Se Andrew for acusado e for a julgamento, ele será processado pela Coroa. E se o ex-príncipe implicar Carlos como parte de sua estratégia de defesa? O Rei certamente não pode ser testemunha na sua própria corte.
E a ideia de que Charles nada sabia sobre o caso Epstein realmente prejudica a credulidade.
Lembre-se: Andrew recebeu um empréstimo de US$ 16 milhões da Família Real para ajudar a resolver uma ação judicial movida pela falecida acusadora de Epstein, Virginia Giuffre, que alegou ter sido traficada sexualmente para Andrew. Ele sempre negou qualquer irregularidade.
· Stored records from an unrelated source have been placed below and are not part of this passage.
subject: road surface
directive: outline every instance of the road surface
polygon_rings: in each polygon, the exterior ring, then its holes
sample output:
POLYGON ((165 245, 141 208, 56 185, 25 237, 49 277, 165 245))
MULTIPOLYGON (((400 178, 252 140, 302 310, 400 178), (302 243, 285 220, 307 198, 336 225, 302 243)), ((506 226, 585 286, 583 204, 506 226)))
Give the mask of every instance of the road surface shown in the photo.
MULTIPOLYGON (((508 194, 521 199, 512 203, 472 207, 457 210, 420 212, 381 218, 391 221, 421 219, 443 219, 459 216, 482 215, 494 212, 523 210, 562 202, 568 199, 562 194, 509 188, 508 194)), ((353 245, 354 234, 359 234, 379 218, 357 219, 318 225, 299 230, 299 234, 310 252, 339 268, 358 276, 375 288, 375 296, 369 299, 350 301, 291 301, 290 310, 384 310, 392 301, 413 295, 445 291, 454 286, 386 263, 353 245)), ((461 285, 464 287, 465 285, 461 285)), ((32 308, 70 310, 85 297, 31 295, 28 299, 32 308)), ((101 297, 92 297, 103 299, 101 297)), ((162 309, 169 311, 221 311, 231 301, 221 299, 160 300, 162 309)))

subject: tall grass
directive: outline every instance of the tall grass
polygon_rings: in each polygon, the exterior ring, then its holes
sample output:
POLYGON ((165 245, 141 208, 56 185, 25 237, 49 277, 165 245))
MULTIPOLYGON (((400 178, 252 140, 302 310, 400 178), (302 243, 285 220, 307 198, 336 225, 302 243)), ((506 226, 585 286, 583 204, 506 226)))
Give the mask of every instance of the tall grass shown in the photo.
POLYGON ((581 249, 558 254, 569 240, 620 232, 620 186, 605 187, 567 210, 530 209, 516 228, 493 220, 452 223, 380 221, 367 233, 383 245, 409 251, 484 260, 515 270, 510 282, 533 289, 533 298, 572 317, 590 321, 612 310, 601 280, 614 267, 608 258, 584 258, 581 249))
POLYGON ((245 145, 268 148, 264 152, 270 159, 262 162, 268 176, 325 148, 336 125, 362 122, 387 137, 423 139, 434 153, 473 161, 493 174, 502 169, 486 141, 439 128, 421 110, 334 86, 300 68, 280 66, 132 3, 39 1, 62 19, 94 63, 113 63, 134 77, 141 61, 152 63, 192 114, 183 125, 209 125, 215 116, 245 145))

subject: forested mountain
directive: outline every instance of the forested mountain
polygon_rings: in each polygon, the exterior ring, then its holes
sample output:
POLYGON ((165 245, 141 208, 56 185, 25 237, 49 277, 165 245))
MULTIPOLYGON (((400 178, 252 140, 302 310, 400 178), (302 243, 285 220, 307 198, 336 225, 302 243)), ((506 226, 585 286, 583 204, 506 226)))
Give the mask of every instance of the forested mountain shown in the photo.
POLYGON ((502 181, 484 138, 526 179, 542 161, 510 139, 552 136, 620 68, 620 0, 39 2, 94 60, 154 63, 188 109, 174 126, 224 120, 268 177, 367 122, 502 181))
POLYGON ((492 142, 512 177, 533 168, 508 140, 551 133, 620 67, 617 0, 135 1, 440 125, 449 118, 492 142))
Para colocar esta crise em termos americanos: se uma grande empresa – digamos, a Apple ou a Starbucks – fosse apanhada nos ficheiros de Epstein, com este período de tempo e grau de proximidade, o seu CEO seria forçado a demitir-se, por mais inocente que fosse.
A Firma, como é conhecida, também é um grande negócio. Para sobreviver, será necessária uma grande renúncia.
A Firma, como é conhecida, também é um grande negócio. Para sobreviver, será necessária uma grande renúncia.
Carlos sem dúvida sentiria que renunciar ao trono seria trair o seu povo. Mas estamos agora num mundo diferente, um mundo em que a abdicação poderia muito bem ser vista como algo justo, um sacrifício feito pelo bem do povo britânico, pelo futuro da monarquia e, mais importante, pelas vítimas.
Ele deve permitir que William – mais jovem, moderno, mais musculoso em idade e capacidade de decisão – ascenda mais cedo ou mais tarde.
Lembre-se de William e Kate naquele jantar oficial de Trump – resplandecentes, vibrantes, radiantes e dignos. Eles são o futuro.
Kate superou o diagnóstico de câncer com força e classe. Tanto ela como o marido, de acordo com uma pesquisa recente do YouGov, são os membros mais populares da Família Real: William com 77%, Catherine com 74%.
O rei pode considerar afastar-se antes que a sua popularidade caia ainda mais. Para corrigir o seu legado e mudar a narrativa: todos os olhos estariam voltados para uma limpeza, uma troca da guarda, uma coroação da beleza, da juventude e do futuro.
E isso poderia ser feito com elegância. O rei poderia esperar algumas semanas ou meses antes de alegar que continuava com problemas de saúde.
Mas Carlos deve desistir de sua coroa para salvá-la.